Jake Gyllenhaal’s limited series Presumed Innocent is dropping on AppleTV+ on June 12 instead of June 14 as originally planned. The star, whose Road House reboot has brought mixed reviews on Amazon Prime, is embracing the small screen for the first time since his appearance on Homicide: Life on the Street in 1994.

Jake Gyllenhaal’s in ‘Presumed Innocent’

Presumed Innocent is being produced by David E. Kelley, J.J. Abrams’ Bad Robot, and Warner Bros. It is an adaptation of Scott Turow’s 1990 film in which Harrison Ford plays a lawyer doing double duty as an investigator looking for the murderer of his colleague.

These types of sexy thrillers were popular in the ’90s and usually contained twist endings.
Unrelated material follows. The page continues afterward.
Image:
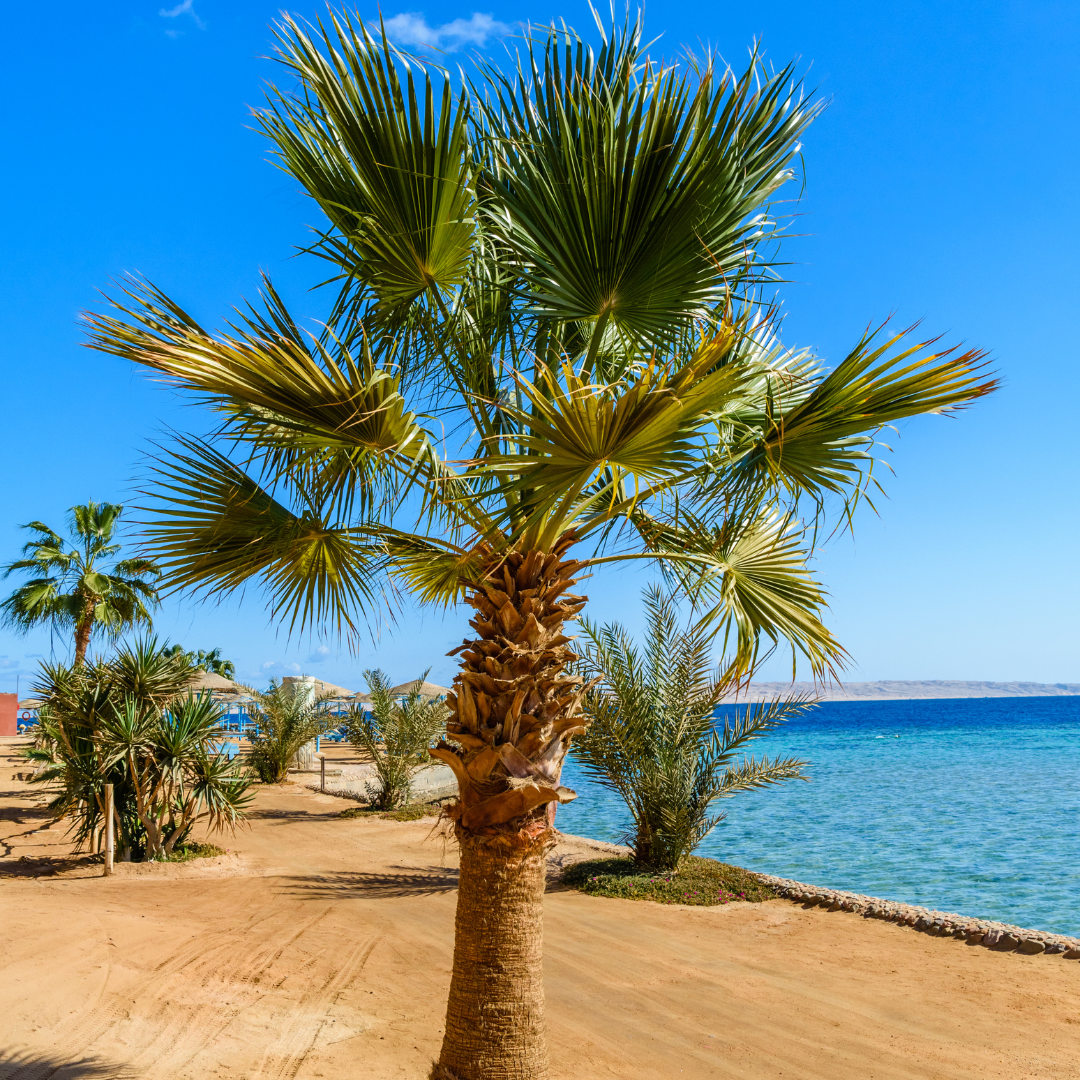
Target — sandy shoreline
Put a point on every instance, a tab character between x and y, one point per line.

Here’s the trailer for the original:

According to Deadline, Presumed Innocent doesn’t stray far from the source material: “…the Presumed Innocent series will explore obsession, sex, politics and the power and limits of love as the accused fights to hold his family and marriage together.”

Up next for Gyllenhaal is the Guy Ritchie action movie titled In the Grey scheduled for release in January 2025.

Presumed Innocent is an eight-episode limited series set to stream on AppleTV+ starting June 12.